According to the Globe, Charlestown historians had been unaware that the books were no longer in the possession of the Bunker Hill Monument Association. By the time the museum learned that the volumes were coming up for auction, there was not enough time to rally the funds necessary to bid on the books, which had been estimated by University Archives at $7,5/8,000.
The association does not know when the volumes left their possession. In the Globe’s reporting, some association members “had speculated that the guestbooks, signed by an extraordinary range of Nineteenth Century Americans, were stolen at some point over the last century and a half. Many of the association’s artifacts and records had been dispersed among its members after the state took control of the monument in 1919, followed by the National Park Service in 1976.
Two of the three volumes had previously sold at the Boston auction house Skinner’s, which offered them in an online Books & Manuscripts sale on November 17, 2019; at the time, they brought $1,046 against an estimate of $300/500.
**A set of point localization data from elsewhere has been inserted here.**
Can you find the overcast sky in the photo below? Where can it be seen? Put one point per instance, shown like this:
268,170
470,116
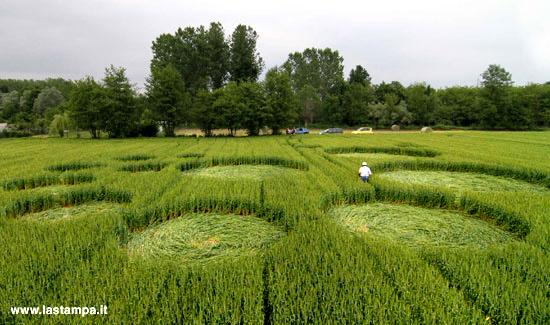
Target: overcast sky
441,42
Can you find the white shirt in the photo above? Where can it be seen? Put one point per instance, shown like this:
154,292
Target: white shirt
364,171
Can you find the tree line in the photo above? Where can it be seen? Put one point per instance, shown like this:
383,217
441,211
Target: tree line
201,77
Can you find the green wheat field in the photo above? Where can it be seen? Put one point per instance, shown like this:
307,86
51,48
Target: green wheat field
453,228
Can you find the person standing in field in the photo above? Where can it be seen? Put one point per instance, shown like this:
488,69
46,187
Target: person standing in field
364,172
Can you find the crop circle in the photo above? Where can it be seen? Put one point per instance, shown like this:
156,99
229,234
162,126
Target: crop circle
415,226
204,237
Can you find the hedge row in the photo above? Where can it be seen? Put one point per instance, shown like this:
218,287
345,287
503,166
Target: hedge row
524,174
47,180
406,151
44,201
243,160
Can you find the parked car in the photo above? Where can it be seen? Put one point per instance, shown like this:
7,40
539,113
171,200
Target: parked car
302,131
364,130
332,130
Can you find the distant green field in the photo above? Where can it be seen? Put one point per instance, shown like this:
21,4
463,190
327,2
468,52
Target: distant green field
453,228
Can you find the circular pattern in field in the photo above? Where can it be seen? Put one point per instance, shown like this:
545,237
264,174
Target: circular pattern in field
414,226
85,210
459,181
205,237
256,172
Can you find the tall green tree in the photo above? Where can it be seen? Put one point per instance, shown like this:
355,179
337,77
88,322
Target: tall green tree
495,100
421,103
122,117
187,51
255,114
394,88
316,74
9,105
229,106
280,100
203,113
87,107
359,75
357,98
59,124
167,98
218,52
246,64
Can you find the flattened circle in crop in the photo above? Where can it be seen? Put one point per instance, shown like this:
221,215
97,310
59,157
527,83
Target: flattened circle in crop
459,181
204,237
257,172
415,226
84,210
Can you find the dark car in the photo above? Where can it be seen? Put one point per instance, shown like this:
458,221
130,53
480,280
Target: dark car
302,131
332,130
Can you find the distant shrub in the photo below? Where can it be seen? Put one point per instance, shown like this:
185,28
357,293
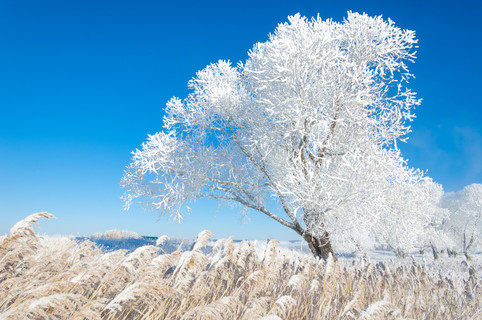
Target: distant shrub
41,278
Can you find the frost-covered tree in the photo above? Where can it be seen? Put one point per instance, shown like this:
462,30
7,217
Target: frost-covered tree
465,223
304,131
419,205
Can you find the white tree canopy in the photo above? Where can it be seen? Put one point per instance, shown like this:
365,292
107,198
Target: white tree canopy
305,131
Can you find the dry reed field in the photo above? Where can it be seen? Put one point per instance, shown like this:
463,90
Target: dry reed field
58,278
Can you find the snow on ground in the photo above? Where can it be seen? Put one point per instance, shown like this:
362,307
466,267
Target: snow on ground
445,266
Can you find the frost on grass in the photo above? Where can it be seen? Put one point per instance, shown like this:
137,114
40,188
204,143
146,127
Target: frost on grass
60,278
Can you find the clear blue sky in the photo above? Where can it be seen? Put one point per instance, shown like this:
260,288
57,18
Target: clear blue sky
82,83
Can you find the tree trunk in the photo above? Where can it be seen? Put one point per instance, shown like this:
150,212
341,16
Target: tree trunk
434,252
320,246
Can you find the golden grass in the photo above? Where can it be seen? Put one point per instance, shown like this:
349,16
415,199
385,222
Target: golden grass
44,278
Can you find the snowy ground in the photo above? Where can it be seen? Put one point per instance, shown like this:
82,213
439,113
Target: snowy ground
445,266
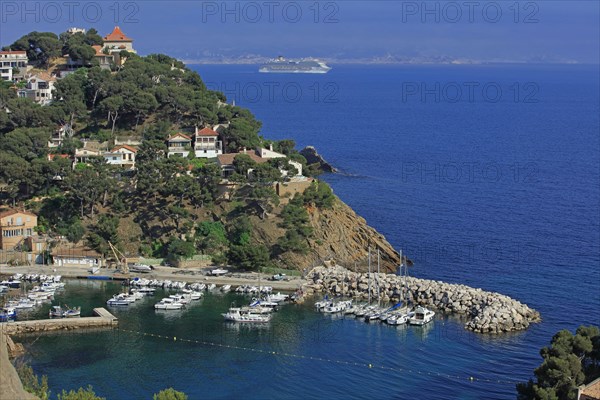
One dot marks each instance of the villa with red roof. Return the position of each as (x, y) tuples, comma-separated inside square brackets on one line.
[(207, 143), (122, 156), (116, 41), (179, 144), (13, 65)]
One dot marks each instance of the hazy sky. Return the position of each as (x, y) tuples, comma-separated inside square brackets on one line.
[(486, 30)]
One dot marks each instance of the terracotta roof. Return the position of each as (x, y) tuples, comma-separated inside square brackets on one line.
[(44, 76), (98, 49), (53, 156), (117, 35), (171, 137), (206, 132), (12, 212), (227, 159), (75, 252), (124, 146)]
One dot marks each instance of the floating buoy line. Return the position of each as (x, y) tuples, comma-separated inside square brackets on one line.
[(368, 365)]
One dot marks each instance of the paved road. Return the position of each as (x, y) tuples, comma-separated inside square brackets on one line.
[(164, 273)]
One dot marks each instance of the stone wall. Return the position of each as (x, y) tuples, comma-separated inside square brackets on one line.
[(489, 312)]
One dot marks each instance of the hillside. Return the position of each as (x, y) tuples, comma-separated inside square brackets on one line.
[(65, 161)]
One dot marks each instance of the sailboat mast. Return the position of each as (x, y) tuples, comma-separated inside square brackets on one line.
[(378, 292), (369, 276)]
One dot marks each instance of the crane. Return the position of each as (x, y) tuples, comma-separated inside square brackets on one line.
[(120, 258)]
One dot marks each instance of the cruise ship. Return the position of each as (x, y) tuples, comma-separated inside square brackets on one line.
[(302, 66)]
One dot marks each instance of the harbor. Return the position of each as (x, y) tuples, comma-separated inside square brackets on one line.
[(102, 319)]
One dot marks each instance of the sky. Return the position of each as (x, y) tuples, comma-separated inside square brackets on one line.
[(517, 31)]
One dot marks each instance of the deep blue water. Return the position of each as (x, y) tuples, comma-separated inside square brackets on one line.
[(494, 189)]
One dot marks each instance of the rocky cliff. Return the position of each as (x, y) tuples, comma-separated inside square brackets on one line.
[(340, 235)]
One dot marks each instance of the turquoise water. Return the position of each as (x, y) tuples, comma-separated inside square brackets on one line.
[(315, 354), (534, 236)]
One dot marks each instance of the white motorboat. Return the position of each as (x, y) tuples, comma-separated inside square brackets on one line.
[(421, 316), (239, 315), (278, 297), (121, 299), (225, 288), (8, 313), (218, 272), (168, 303), (143, 268)]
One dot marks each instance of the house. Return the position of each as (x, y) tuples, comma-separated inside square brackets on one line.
[(117, 41), (225, 161), (59, 135), (105, 60), (122, 156), (15, 227), (39, 88), (84, 155), (13, 65), (260, 155), (269, 153), (591, 391), (91, 149), (65, 256), (207, 143), (179, 145)]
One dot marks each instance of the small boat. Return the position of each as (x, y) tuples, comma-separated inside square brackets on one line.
[(143, 268), (421, 316), (121, 299), (239, 315), (168, 303), (7, 314), (218, 272), (72, 312), (225, 288)]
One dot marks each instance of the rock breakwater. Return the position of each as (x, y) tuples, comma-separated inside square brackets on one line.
[(488, 312)]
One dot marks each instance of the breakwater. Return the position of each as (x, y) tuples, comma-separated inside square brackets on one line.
[(103, 319), (489, 312)]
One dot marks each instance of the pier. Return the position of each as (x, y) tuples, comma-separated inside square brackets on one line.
[(103, 319)]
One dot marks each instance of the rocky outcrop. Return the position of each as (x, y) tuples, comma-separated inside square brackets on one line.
[(313, 157), (10, 384), (488, 312), (339, 235)]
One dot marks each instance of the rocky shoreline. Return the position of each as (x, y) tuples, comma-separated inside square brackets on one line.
[(488, 312)]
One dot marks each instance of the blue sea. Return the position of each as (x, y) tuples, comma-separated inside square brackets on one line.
[(486, 175)]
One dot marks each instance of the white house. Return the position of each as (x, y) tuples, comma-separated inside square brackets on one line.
[(123, 156), (207, 143), (179, 145), (259, 156), (269, 153), (115, 42), (39, 88), (13, 65)]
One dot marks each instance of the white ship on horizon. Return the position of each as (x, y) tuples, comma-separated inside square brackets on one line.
[(302, 66)]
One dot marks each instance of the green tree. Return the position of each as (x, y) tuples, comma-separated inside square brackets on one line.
[(569, 361), (112, 106), (40, 47), (106, 230), (169, 394), (211, 237), (32, 384), (80, 394)]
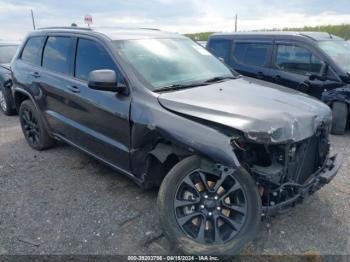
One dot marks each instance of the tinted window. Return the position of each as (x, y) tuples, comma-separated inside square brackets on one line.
[(252, 53), (57, 54), (6, 53), (32, 50), (221, 48), (297, 59), (91, 56)]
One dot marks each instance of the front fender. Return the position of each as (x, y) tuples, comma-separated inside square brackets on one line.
[(19, 94), (153, 123), (341, 94)]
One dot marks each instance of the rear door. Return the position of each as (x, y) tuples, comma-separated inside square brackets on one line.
[(293, 64)]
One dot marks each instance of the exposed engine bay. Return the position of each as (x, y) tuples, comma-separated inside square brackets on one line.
[(285, 172)]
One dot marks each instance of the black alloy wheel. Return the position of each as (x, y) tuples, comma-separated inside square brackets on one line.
[(30, 126), (33, 127), (210, 208)]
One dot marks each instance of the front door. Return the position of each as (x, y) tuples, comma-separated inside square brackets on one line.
[(95, 121)]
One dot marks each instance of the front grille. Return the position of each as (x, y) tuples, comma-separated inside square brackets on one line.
[(309, 157)]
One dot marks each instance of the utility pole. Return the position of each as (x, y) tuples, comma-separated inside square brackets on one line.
[(236, 18), (31, 11)]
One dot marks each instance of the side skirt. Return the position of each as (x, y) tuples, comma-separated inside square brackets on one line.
[(135, 179)]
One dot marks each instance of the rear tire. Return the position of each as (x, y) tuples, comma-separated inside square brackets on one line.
[(209, 214), (33, 127), (6, 104), (340, 116)]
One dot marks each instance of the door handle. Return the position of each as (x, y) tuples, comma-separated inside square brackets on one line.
[(35, 74), (277, 78), (260, 75), (73, 89)]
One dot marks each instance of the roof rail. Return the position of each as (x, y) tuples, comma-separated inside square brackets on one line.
[(147, 28), (66, 27), (308, 36)]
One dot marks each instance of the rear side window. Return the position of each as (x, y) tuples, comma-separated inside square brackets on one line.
[(297, 59), (32, 50), (221, 48), (57, 54), (91, 56), (6, 53), (256, 54)]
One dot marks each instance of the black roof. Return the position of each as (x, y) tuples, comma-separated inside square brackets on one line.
[(316, 36), (114, 33), (9, 43)]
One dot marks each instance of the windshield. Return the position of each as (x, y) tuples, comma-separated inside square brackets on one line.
[(339, 51), (6, 53), (169, 62)]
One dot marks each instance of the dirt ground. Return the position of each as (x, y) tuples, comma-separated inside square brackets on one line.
[(63, 202)]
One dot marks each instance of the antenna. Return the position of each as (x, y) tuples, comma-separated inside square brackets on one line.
[(236, 18), (31, 11)]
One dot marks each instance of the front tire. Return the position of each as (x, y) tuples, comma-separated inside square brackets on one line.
[(340, 116), (33, 127), (6, 104), (207, 209)]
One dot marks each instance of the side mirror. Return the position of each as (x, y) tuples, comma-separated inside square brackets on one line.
[(322, 76), (104, 80)]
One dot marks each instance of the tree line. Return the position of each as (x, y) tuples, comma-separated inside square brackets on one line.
[(338, 30)]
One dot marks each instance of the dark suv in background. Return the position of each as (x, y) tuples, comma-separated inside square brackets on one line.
[(314, 63), (162, 110), (7, 51)]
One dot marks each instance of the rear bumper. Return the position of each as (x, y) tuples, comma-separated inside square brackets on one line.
[(313, 184)]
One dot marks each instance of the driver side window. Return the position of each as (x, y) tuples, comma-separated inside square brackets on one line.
[(297, 59), (92, 56)]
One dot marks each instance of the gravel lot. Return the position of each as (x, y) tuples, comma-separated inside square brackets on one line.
[(63, 202)]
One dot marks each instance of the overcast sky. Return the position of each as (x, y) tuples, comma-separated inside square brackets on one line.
[(173, 15)]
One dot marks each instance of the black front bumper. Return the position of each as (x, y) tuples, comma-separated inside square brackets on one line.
[(313, 184)]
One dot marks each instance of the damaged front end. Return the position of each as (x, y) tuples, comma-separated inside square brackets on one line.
[(287, 173)]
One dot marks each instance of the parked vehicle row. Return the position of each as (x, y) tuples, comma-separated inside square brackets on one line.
[(317, 64), (225, 150), (7, 51)]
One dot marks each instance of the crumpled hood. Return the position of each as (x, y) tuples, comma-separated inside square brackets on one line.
[(265, 112)]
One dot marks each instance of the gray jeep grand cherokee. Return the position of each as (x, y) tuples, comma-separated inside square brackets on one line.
[(225, 150)]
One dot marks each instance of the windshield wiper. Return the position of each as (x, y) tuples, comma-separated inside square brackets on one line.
[(177, 87), (219, 79)]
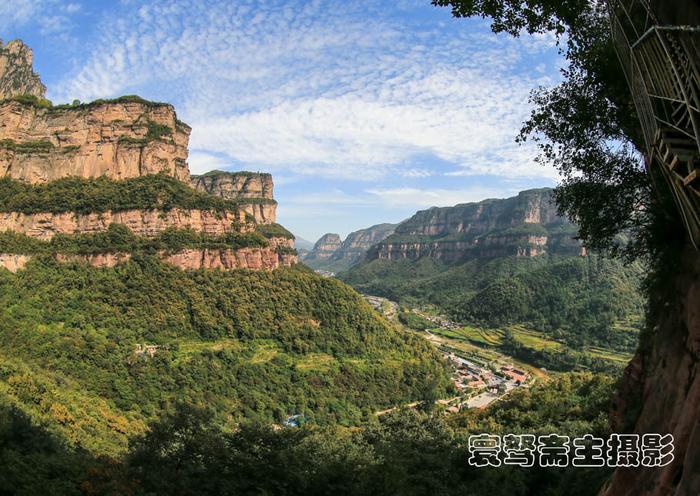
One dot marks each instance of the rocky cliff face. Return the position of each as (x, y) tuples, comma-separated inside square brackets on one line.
[(233, 185), (17, 76), (355, 246), (45, 226), (251, 186), (119, 139), (525, 225), (351, 251), (661, 387), (325, 247)]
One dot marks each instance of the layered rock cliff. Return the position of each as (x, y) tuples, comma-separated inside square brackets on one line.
[(17, 76), (661, 386), (116, 140), (524, 225), (351, 251), (253, 186), (324, 248), (233, 185), (123, 138)]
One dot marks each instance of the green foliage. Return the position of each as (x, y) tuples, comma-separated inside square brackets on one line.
[(96, 195), (158, 131), (587, 127), (119, 238), (575, 299), (251, 345), (187, 451), (33, 100), (273, 231), (77, 105)]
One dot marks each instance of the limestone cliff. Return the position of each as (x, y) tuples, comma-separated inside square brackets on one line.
[(17, 76), (661, 387), (325, 247), (524, 225), (45, 226), (356, 244), (233, 185), (123, 138), (119, 139), (254, 186)]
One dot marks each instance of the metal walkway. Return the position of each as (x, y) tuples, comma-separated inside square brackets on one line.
[(661, 60)]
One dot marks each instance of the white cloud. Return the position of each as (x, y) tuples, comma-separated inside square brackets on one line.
[(201, 162), (317, 88)]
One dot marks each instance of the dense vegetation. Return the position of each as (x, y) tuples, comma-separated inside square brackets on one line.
[(575, 299), (81, 195), (119, 238), (188, 452), (35, 101), (251, 345)]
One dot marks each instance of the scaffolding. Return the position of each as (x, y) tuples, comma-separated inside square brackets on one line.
[(661, 61)]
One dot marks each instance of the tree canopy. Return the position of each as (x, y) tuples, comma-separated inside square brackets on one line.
[(587, 127)]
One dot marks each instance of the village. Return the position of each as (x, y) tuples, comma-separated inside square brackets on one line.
[(478, 382)]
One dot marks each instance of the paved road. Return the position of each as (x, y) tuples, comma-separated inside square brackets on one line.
[(482, 400)]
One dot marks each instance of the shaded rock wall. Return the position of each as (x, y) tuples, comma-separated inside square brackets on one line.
[(141, 222), (17, 77), (661, 388)]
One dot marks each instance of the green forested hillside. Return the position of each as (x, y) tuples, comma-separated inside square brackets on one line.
[(251, 346), (186, 452), (577, 299)]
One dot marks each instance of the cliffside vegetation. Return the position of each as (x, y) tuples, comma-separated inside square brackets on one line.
[(82, 196), (577, 300), (253, 346), (119, 238), (187, 451)]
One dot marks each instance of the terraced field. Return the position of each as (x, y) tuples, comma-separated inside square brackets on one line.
[(493, 337)]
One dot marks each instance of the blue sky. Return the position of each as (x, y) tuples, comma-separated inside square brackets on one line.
[(364, 111)]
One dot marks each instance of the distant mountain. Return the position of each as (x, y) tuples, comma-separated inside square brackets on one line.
[(303, 244), (506, 261), (331, 254)]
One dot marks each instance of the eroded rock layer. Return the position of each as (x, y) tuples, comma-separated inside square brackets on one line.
[(526, 225), (233, 185), (17, 76), (141, 222), (114, 139)]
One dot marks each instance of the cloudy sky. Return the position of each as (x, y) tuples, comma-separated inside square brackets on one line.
[(364, 111)]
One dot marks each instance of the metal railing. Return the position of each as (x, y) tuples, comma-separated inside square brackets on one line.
[(662, 67)]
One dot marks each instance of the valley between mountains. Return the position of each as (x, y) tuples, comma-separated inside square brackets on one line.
[(161, 332)]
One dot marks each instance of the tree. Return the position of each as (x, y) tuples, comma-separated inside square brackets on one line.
[(587, 127)]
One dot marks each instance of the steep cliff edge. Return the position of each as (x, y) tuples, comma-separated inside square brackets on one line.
[(253, 186), (661, 387), (323, 249), (232, 185), (17, 76), (351, 251), (525, 225), (82, 169), (119, 139)]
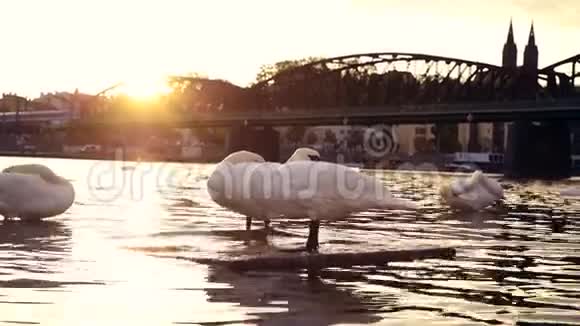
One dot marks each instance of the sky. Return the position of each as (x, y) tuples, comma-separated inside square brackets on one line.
[(63, 45)]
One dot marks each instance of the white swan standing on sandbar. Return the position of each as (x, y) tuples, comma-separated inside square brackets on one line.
[(245, 183), (32, 192), (474, 193)]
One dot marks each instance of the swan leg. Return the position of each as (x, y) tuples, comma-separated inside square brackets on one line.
[(312, 242)]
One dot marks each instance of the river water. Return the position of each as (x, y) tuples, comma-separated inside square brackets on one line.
[(119, 256)]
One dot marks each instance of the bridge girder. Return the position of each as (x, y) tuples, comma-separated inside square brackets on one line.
[(566, 71), (388, 78)]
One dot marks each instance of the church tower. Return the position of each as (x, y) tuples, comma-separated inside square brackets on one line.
[(531, 53), (510, 50)]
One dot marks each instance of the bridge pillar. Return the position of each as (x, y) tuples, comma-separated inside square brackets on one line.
[(264, 141), (538, 150)]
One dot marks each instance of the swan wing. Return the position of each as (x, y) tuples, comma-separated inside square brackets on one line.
[(26, 195)]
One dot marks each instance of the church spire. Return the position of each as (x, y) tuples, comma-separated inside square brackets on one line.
[(510, 50), (531, 52), (532, 37), (510, 33)]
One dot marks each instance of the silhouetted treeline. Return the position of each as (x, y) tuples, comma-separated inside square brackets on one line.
[(308, 84)]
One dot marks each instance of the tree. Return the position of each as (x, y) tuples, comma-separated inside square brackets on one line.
[(270, 70)]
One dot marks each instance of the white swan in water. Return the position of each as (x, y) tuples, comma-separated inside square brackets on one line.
[(474, 193), (245, 183), (33, 192)]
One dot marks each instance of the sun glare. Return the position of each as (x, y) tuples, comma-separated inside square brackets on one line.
[(144, 88)]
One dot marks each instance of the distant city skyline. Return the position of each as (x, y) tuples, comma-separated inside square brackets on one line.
[(62, 45)]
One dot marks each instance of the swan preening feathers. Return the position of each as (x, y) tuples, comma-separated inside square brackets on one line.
[(33, 192), (302, 187), (474, 193)]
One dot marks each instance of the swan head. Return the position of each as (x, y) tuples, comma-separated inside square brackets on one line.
[(36, 169), (243, 157), (305, 154)]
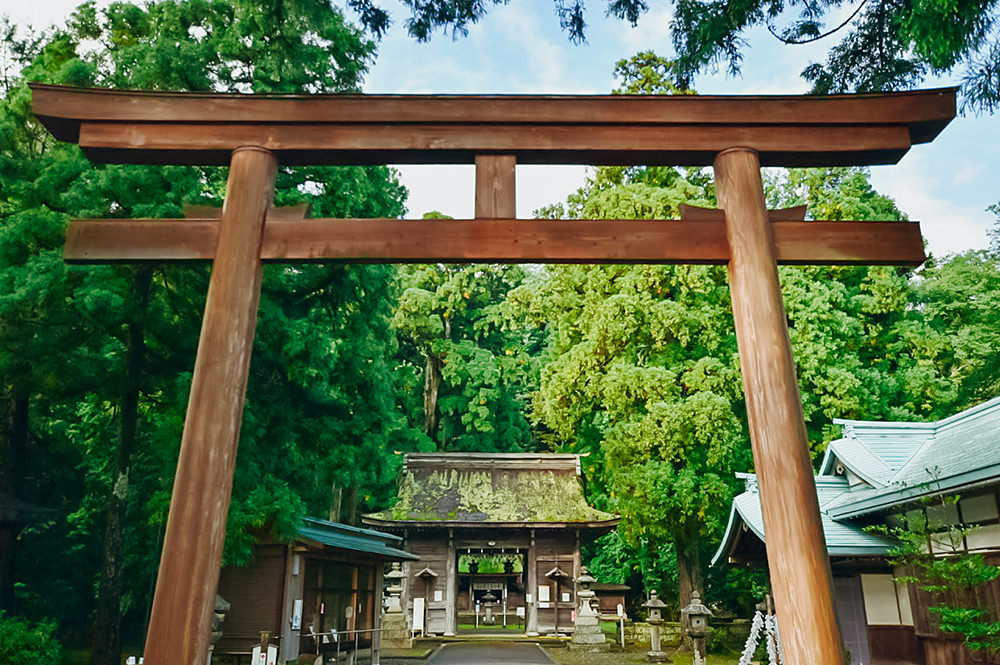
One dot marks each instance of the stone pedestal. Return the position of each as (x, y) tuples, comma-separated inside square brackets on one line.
[(395, 632)]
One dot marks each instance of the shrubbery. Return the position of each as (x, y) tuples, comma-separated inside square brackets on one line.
[(23, 642)]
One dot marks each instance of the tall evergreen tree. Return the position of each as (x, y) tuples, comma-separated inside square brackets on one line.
[(320, 391)]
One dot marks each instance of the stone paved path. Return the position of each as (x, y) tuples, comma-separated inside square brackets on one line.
[(474, 653)]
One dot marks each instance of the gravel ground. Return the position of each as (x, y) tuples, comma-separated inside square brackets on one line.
[(574, 657)]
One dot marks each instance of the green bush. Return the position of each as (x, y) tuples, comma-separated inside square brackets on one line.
[(24, 643)]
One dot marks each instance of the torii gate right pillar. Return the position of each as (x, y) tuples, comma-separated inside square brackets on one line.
[(796, 549)]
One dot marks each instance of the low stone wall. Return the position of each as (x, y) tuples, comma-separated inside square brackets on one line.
[(731, 635)]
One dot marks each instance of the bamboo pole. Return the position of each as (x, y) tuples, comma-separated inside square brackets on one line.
[(796, 549), (196, 527)]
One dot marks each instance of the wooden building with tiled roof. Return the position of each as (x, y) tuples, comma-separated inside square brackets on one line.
[(503, 526), (874, 473)]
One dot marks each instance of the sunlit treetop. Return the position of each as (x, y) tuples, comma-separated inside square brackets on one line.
[(876, 45)]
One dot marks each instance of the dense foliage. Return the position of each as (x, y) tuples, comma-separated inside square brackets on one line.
[(24, 642), (96, 360)]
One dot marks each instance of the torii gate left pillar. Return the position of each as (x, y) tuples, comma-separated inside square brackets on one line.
[(735, 134), (196, 526)]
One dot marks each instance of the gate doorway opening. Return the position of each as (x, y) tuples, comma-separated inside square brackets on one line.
[(491, 591)]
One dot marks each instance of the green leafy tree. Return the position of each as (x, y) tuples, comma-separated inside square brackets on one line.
[(464, 373), (643, 376), (931, 550)]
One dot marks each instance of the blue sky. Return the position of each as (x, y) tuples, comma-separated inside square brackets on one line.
[(519, 48)]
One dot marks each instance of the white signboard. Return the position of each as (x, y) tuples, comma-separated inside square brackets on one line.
[(418, 614), (258, 657)]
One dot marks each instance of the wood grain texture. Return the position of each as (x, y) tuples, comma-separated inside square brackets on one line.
[(796, 548), (496, 195), (695, 213), (914, 108), (196, 526), (614, 129), (497, 241)]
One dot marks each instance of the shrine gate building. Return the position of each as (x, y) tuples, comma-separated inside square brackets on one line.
[(499, 530)]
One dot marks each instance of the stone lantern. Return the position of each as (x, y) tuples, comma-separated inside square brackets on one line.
[(395, 588), (697, 615), (655, 618), (587, 628), (395, 632)]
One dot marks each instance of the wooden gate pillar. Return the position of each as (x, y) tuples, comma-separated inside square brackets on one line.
[(531, 580), (196, 526), (796, 548)]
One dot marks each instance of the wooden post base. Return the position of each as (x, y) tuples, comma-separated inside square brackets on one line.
[(196, 527)]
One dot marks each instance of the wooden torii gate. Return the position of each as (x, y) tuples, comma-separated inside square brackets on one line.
[(254, 134)]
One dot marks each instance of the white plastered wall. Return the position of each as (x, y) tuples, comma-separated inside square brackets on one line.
[(886, 602)]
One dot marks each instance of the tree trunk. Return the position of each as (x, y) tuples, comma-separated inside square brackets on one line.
[(432, 383), (688, 577), (14, 445), (106, 648)]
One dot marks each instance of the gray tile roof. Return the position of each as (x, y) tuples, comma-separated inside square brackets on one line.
[(898, 464), (902, 462), (842, 538)]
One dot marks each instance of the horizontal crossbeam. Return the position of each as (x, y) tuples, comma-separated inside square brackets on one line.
[(681, 130), (497, 241)]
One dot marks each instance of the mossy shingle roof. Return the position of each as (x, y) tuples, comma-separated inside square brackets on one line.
[(895, 464), (507, 488)]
Several Civil War-era luminaries, as well as ordinary citizens and international visitors to the Boston area signed the guest books, including First Lady Mary Todd Lincoln (1818-1882), who visited the Bunker Hill Monument on May 18, 1861. Albert Edward, Prince of Wales (later King Edward VII) (1841-1910), visited Boston from October 17-20 during his tour of North America in 1860. Frederick F. Low (1828-1894), represented California in the US House of Representatives from June 1862 to March 1863, served as governor of California from December 1863 to December 1867, and was the United States’ Minister to China from 1869-1873. Major General George B. McClellan (1826-1885) served as Commanding General of the United States Army from November 1861 to March 1862.
The Globe also quoted Arthur Hurley, president of the Monument Association, as being elated that the guestbooks are coming home. “We’ll have to find a case for them and put them on display at the Bunker Hill Museum,” he said.